Both `wald_test()` and `score_test()` are polymorphic — they accept scalar
or vector inputs and dispatch accordingly.

The multivariate Wald test uses the quadratic form:

$$W = (\hat\theta - \theta_0)^\top \Sigma^{-1} (\hat\theta - \theta_0) \sim \chi^2_k$$

```{r}
# Test two parameters jointly
est <- c(2.0, 3.0)
V <- matrix(c(1.0, 0.3, 0.3, 1.0), 2, 2)  # correlated

w_joint <- wald_test(estimate = est, vcov = V, null_value = c(0, 0))
w_joint
```

When parameters are independent (diagonal covariance), the multivariate
statistic decomposes into a sum of univariate statistics:

```{r}
# Independent parameters: diagonal vcov
se1 <- 0.8; se2 <- 1.2
V_diag <- diag(c(se1^2, se2^2))

w_multi <- wald_test(estimate = c(2.0, 3.0), vcov = V_diag)
w1 <- wald_test(estimate = 2.0, se = se1)
w2 <- wald_test(estimate = 3.0, se = se2)

# The joint statistic equals the sum of individual statistics
c(joint = test_stat(w_multi), sum = test_stat(w1) + test_stat(w2))
```

This decomposition breaks down when parameters are correlated — that's
when you need the full `vcov` matrix.

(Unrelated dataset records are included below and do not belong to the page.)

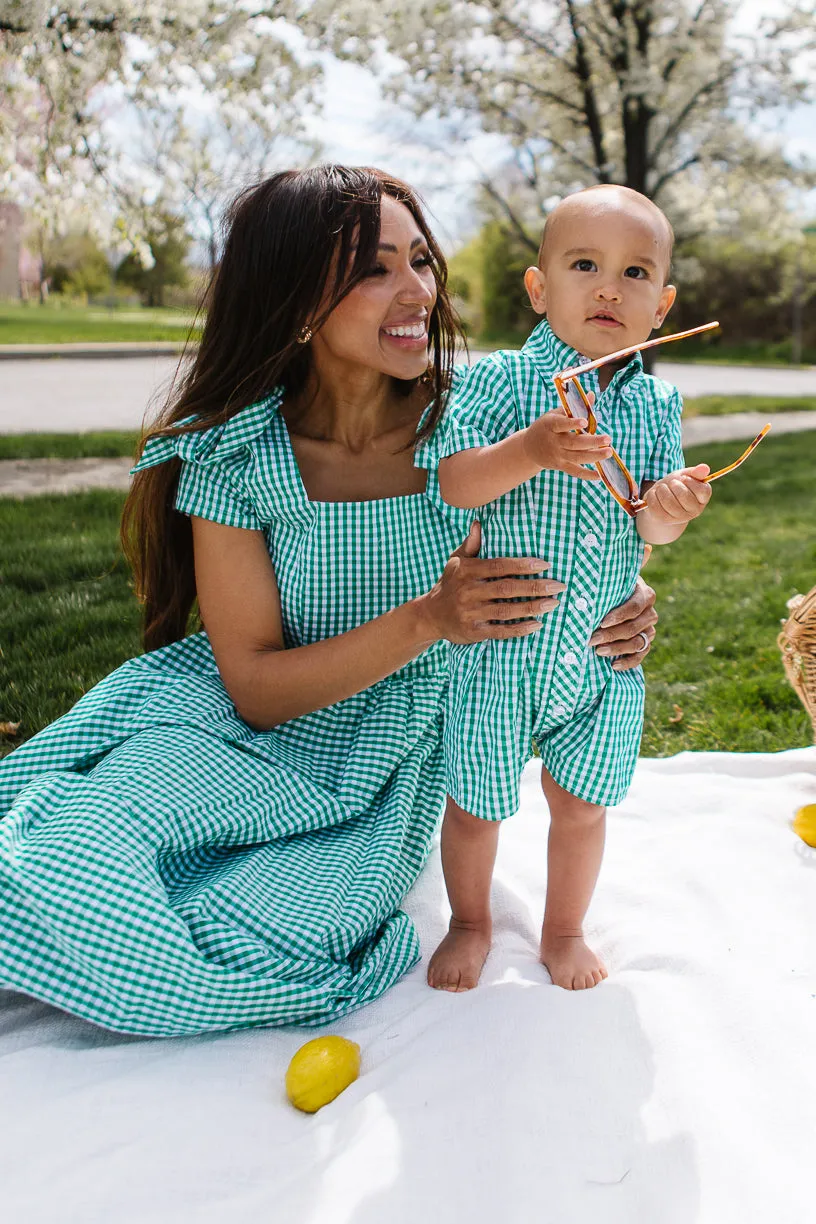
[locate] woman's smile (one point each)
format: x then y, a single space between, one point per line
410 334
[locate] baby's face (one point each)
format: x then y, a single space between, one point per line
601 282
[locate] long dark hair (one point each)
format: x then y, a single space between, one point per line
295 241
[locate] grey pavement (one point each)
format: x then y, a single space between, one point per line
107 393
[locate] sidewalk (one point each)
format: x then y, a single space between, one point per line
25 477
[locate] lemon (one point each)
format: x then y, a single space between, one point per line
321 1071
804 824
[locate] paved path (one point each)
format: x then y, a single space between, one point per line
22 477
78 394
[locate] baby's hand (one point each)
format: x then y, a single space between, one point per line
679 497
559 441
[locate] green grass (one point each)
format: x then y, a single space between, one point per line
722 591
67 615
711 354
69 324
104 444
111 444
722 405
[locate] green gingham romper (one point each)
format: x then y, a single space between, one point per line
165 868
551 689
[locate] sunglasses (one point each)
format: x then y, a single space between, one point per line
613 470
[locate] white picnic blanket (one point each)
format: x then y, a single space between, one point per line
680 1091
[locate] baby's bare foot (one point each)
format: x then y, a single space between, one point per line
456 965
571 965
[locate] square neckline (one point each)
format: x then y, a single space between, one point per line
310 501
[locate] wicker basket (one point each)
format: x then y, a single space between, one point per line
798 646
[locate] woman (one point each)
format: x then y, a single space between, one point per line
220 832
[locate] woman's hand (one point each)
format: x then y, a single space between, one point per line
628 632
474 591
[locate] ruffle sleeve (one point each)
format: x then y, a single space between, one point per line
214 463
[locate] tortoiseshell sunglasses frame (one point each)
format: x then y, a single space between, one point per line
631 501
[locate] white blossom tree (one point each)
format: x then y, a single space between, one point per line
66 67
664 96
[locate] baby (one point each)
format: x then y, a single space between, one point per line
505 446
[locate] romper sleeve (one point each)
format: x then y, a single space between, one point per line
668 455
480 410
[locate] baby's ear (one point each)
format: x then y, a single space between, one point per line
535 284
664 305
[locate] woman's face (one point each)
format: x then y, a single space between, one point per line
383 322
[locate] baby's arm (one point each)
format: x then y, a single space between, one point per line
481 474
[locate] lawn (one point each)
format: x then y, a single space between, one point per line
110 444
28 323
715 677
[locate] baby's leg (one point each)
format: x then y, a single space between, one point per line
469 848
574 853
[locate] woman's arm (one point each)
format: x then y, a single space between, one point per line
240 607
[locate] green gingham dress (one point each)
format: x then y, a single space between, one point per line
166 869
551 689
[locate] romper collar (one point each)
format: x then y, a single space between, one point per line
552 355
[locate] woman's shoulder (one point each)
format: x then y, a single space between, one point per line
224 442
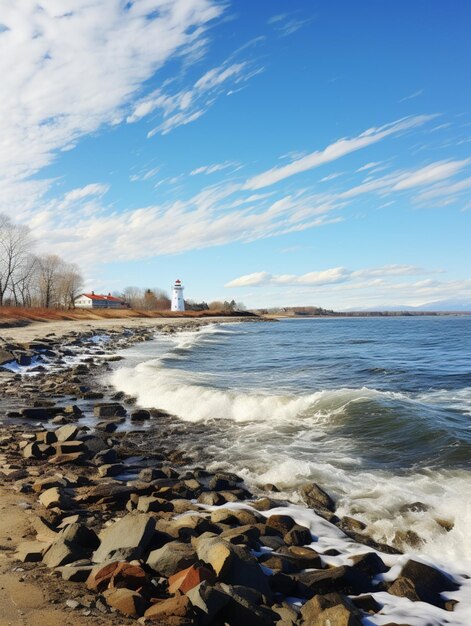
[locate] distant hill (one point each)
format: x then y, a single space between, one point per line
459 306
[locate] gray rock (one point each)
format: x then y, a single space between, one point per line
315 497
131 531
171 558
232 564
66 433
62 552
208 602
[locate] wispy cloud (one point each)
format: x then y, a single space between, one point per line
286 24
214 167
330 276
96 190
111 48
189 104
411 96
335 151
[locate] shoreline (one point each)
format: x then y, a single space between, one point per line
182 491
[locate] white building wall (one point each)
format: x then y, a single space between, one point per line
178 303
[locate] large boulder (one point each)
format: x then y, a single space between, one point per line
208 601
133 532
163 612
316 498
62 552
428 582
125 601
6 357
172 558
233 564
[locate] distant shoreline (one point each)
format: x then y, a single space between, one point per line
334 315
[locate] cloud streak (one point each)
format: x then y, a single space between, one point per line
334 151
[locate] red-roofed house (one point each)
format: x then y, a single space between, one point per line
99 301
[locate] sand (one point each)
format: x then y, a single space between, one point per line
36 330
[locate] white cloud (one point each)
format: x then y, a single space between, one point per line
369 166
211 169
330 276
68 71
94 189
331 177
191 103
413 95
335 151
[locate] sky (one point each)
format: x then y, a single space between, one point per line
276 153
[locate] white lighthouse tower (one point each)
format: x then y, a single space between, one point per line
178 304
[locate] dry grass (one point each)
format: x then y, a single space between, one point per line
18 316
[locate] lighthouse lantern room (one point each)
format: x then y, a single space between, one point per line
178 303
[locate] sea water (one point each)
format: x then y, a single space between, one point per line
376 410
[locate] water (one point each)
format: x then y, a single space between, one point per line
377 410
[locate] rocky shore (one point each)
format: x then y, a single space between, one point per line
116 532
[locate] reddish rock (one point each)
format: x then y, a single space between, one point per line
165 610
188 578
125 601
117 574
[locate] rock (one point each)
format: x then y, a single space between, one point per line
341 579
116 574
68 447
74 573
66 433
105 457
339 615
367 603
72 457
404 588
315 497
31 551
298 536
113 469
80 535
44 530
211 498
54 497
109 409
179 606
429 582
208 602
151 473
140 415
281 523
109 426
41 413
6 357
188 578
46 436
232 564
62 552
350 523
243 608
151 503
133 531
314 608
171 558
125 601
370 564
32 451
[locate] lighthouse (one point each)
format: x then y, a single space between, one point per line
178 304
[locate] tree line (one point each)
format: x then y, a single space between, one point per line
29 279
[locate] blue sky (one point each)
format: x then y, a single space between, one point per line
277 153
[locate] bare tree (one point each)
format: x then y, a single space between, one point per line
49 268
15 246
69 282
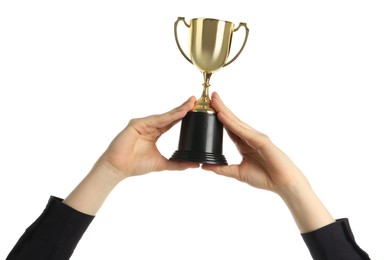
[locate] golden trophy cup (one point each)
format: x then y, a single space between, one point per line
201 132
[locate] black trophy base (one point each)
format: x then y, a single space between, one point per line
201 137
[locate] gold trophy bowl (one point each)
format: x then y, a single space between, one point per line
201 133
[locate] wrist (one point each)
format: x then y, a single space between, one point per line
306 208
93 190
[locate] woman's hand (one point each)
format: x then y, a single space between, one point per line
134 150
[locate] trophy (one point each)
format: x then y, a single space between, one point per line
201 132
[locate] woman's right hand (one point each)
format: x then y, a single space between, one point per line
266 167
263 165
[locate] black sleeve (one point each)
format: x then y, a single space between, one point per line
54 235
334 242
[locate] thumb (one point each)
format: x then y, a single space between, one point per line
231 171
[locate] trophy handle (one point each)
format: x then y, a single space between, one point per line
243 45
177 39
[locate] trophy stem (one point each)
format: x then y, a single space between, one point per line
203 103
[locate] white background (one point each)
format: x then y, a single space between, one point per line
314 76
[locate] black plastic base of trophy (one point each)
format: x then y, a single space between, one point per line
201 137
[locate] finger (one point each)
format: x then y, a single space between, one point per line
231 122
171 117
178 166
231 171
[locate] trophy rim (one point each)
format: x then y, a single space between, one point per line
213 19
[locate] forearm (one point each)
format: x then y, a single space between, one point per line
306 208
93 190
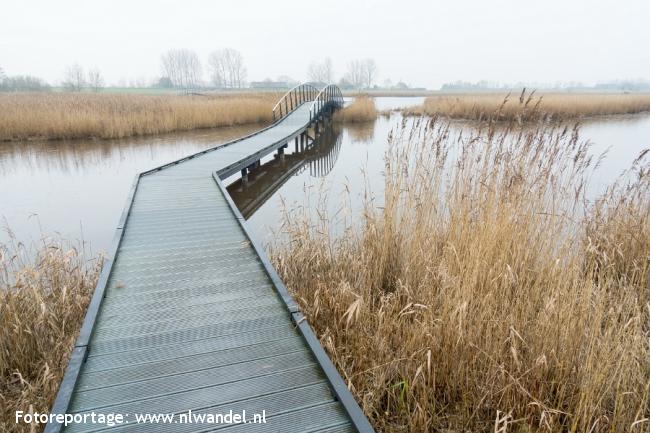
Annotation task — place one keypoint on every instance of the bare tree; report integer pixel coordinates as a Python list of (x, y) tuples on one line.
[(321, 72), (356, 74), (369, 72), (95, 80), (183, 68), (227, 69), (74, 79)]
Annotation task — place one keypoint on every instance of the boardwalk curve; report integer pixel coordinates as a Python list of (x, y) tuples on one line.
[(189, 314)]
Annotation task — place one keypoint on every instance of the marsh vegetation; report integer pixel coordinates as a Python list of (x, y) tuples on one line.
[(531, 106), (52, 116), (43, 300)]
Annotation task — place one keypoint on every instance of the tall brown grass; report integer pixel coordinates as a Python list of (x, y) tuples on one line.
[(481, 291), (64, 116), (362, 109), (42, 304), (530, 106)]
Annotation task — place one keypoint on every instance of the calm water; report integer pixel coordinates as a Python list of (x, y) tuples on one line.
[(77, 189)]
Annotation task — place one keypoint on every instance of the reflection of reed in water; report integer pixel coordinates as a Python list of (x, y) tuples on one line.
[(360, 132), (74, 156)]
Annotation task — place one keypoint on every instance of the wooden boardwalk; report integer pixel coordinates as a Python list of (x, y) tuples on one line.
[(190, 315)]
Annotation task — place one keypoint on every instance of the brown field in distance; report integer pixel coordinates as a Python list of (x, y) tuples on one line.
[(53, 116), (528, 106)]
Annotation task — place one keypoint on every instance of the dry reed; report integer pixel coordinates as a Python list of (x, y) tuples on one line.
[(556, 106), (362, 109), (483, 292), (65, 116), (42, 304)]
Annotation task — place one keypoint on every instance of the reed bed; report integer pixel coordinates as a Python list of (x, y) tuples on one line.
[(529, 106), (42, 304), (362, 109), (65, 116), (481, 291)]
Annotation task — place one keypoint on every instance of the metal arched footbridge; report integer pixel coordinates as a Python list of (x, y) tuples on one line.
[(190, 320)]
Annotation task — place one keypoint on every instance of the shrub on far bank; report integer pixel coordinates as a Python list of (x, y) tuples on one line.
[(362, 109)]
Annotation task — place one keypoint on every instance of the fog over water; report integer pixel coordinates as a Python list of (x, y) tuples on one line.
[(78, 188), (422, 43)]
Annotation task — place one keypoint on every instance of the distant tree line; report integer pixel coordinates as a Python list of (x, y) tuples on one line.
[(21, 83), (225, 67), (181, 68), (484, 85)]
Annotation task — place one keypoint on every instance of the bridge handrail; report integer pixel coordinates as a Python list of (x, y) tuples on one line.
[(296, 96), (329, 96)]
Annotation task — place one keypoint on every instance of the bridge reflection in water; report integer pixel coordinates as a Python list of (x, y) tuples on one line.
[(319, 157)]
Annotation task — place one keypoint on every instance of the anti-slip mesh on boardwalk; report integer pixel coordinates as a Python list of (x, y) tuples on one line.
[(190, 315)]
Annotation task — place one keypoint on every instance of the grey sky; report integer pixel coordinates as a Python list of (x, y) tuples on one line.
[(423, 43)]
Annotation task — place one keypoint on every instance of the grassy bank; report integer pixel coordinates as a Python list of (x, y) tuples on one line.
[(362, 109), (42, 304), (530, 106), (63, 115), (481, 290)]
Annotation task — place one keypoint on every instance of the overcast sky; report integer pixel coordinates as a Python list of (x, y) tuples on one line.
[(424, 43)]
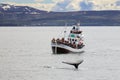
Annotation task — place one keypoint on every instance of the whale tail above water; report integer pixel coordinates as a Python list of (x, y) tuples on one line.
[(75, 64)]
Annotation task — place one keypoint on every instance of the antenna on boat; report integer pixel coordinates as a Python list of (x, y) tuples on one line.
[(65, 29)]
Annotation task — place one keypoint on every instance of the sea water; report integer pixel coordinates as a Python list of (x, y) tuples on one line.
[(25, 54)]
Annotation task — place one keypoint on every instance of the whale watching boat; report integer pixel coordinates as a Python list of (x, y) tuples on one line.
[(73, 42)]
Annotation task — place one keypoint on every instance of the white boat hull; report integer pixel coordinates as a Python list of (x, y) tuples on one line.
[(61, 48)]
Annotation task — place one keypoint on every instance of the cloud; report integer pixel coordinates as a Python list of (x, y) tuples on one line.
[(61, 6), (38, 0), (40, 6), (84, 5), (70, 5)]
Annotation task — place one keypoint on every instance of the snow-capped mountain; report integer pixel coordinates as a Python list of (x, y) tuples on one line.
[(19, 9)]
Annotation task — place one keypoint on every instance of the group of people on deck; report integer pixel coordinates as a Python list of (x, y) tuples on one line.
[(70, 42)]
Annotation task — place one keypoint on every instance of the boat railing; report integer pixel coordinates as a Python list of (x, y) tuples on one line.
[(64, 42)]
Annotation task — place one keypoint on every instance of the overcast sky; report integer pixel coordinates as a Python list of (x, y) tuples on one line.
[(67, 5)]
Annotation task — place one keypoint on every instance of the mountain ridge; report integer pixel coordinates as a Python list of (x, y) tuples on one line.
[(11, 15)]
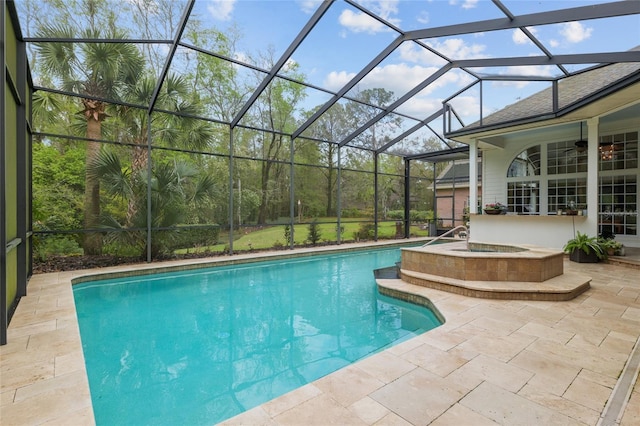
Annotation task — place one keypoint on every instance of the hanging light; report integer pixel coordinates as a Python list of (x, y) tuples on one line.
[(606, 151)]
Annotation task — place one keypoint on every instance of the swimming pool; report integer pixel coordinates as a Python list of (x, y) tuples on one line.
[(200, 346)]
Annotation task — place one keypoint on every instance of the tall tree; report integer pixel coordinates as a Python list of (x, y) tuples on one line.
[(275, 110), (181, 131), (98, 71), (332, 126)]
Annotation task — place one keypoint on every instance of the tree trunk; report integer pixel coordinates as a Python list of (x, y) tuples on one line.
[(92, 240), (264, 187), (138, 165)]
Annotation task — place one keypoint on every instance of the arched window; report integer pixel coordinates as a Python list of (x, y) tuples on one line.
[(523, 195), (527, 163)]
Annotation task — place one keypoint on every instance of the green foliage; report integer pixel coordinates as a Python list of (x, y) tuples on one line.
[(586, 244), (414, 215), (287, 234), (314, 234), (366, 231), (196, 236)]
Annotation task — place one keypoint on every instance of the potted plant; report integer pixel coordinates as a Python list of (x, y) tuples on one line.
[(584, 249), (611, 246), (495, 208)]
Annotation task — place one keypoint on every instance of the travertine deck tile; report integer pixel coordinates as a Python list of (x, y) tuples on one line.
[(461, 415), (498, 404), (419, 396), (590, 394)]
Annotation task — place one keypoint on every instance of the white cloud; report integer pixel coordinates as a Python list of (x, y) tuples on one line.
[(412, 52), (466, 4), (525, 70), (423, 17), (467, 107), (457, 48), (575, 32), (335, 80), (221, 9), (309, 6), (360, 22), (519, 37)]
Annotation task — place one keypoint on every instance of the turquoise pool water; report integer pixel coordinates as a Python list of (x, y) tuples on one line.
[(201, 346)]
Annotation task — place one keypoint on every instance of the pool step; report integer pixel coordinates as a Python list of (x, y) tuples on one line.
[(562, 287)]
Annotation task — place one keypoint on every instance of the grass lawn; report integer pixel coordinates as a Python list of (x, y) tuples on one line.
[(273, 235)]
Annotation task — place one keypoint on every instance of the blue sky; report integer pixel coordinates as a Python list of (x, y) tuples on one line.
[(347, 39)]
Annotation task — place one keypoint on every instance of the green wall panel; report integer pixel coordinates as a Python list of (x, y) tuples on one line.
[(10, 169)]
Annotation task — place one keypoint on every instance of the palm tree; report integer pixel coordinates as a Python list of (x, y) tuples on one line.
[(171, 130), (174, 186), (97, 71)]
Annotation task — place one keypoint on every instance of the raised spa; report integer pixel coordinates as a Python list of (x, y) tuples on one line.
[(492, 271)]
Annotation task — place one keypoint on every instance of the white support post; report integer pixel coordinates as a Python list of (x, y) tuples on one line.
[(592, 175), (473, 177)]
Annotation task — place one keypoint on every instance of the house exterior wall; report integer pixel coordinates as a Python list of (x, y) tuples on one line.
[(446, 202), (544, 230)]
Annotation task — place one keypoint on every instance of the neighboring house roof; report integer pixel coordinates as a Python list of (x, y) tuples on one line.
[(573, 91), (457, 173)]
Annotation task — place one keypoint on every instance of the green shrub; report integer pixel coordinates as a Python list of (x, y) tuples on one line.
[(314, 234), (366, 231), (287, 234), (193, 236)]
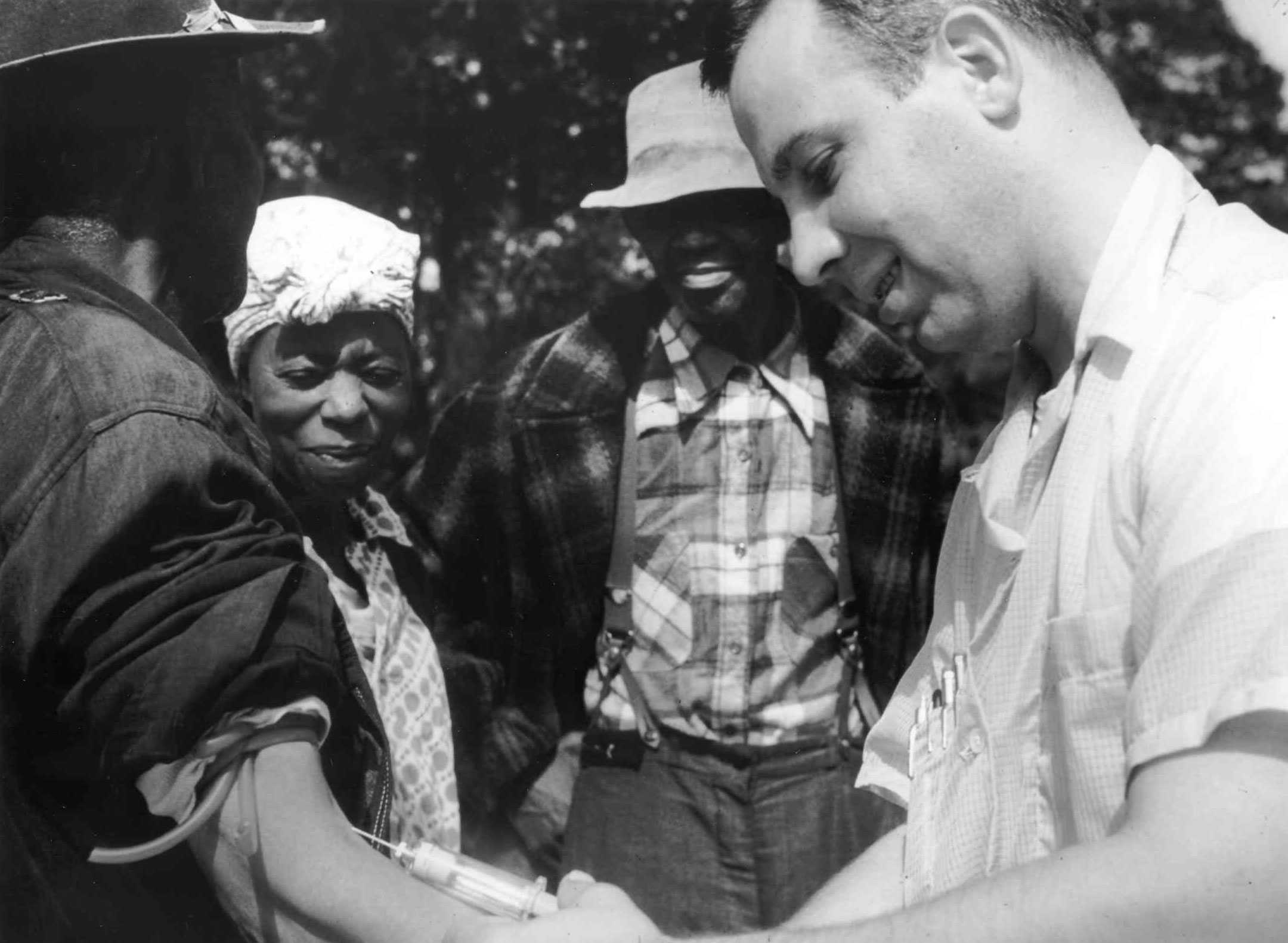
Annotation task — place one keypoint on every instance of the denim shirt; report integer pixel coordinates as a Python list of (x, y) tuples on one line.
[(151, 582)]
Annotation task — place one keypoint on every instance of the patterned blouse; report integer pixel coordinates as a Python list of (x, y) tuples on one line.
[(402, 665)]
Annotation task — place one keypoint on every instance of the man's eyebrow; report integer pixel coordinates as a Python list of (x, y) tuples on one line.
[(782, 163)]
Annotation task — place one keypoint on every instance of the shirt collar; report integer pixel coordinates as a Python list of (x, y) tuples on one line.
[(1125, 284), (701, 369)]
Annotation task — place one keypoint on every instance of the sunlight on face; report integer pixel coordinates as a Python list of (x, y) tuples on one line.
[(891, 199), (330, 398)]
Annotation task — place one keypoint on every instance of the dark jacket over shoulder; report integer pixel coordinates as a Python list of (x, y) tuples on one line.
[(151, 580), (518, 487)]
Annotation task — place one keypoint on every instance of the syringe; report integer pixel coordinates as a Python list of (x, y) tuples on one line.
[(470, 882)]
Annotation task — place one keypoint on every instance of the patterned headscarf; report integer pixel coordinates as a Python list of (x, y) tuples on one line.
[(312, 258)]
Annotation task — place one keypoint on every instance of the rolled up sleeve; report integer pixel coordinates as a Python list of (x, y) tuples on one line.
[(152, 589)]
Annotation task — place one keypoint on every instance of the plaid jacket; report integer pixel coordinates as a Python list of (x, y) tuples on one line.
[(517, 494)]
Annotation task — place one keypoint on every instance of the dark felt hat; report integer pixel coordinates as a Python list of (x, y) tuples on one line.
[(36, 30)]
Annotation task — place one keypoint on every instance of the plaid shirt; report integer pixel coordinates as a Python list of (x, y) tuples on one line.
[(735, 580), (516, 502)]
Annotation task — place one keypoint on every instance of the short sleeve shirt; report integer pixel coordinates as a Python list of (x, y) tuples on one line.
[(1112, 586)]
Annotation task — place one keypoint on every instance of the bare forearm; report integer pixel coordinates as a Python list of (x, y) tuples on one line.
[(867, 888), (313, 877), (1203, 855)]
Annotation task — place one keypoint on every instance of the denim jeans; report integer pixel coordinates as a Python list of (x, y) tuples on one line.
[(706, 837)]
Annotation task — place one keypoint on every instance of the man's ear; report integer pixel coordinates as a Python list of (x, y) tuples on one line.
[(986, 53)]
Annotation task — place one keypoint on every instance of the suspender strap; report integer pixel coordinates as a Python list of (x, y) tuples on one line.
[(618, 633), (849, 629)]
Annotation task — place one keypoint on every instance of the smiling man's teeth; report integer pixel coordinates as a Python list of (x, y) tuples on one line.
[(888, 281), (707, 280)]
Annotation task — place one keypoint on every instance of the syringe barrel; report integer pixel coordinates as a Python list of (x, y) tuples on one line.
[(479, 885)]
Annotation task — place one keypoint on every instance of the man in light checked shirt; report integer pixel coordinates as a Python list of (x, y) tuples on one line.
[(648, 502), (1092, 745)]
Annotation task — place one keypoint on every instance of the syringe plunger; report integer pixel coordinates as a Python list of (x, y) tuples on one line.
[(484, 887)]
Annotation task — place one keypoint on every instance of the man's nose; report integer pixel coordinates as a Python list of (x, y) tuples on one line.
[(816, 246), (344, 401)]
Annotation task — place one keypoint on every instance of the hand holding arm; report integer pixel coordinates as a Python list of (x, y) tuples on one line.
[(313, 879), (1202, 855)]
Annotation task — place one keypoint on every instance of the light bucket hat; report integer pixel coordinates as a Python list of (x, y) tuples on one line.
[(680, 140)]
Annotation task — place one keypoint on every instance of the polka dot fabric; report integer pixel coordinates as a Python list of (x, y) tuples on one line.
[(402, 665)]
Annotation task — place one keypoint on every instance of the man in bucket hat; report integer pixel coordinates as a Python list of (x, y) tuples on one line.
[(157, 619), (698, 523)]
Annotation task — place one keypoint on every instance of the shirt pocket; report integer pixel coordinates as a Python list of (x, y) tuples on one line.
[(1089, 673), (660, 603), (951, 798), (808, 602)]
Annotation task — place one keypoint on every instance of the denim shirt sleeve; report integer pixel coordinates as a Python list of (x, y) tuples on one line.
[(152, 589)]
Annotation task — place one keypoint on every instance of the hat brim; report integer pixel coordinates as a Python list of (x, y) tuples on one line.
[(267, 34), (674, 171)]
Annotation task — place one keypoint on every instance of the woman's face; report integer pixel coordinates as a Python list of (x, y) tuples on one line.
[(332, 398)]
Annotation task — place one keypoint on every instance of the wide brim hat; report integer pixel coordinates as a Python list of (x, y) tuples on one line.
[(680, 140), (33, 31)]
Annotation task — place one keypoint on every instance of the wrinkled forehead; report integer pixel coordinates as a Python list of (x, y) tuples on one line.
[(351, 333), (777, 82)]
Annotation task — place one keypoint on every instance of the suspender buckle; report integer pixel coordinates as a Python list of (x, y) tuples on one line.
[(848, 635)]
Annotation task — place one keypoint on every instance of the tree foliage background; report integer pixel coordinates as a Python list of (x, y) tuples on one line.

The off-diagonal entries capture the
dependence structure that individual standard errors miss.

## The Design as an Algebra

Stepping back, the package implements a small algebra with clear structure:

```
Primitives:     z_test, wald_test, lrt, score_test
Combinators:    fisher_combine, intersection_test, union_test
Transformers:   adjust_pval, complement_test
Duality:        invert_test, confint
Accessors:      pval, test_stat, dof, is_significant_at, lower, upper
```

Each layer corresponds to an SICP principle:

| Layer | SICP Principle | What it does |
|-------|----------------|--------------|
| Primitives | Primitive expressions | The four ways to test a hypothesis |
| Combinators | Means of combination | Build compound tests (closure property) |
| Transformers | Means of abstraction | Transform tests into new tests |
| Duality | Power of the abstraction barrier | Any test becomes a confidence set |

The package has 18 exported functions. That's deliberately small. The goal
is not to provide every test, but to provide the algebraic primitives from
which users can compose arbitrary test logic. A well-chosen basis is more
powerful than an exhaustive catalog.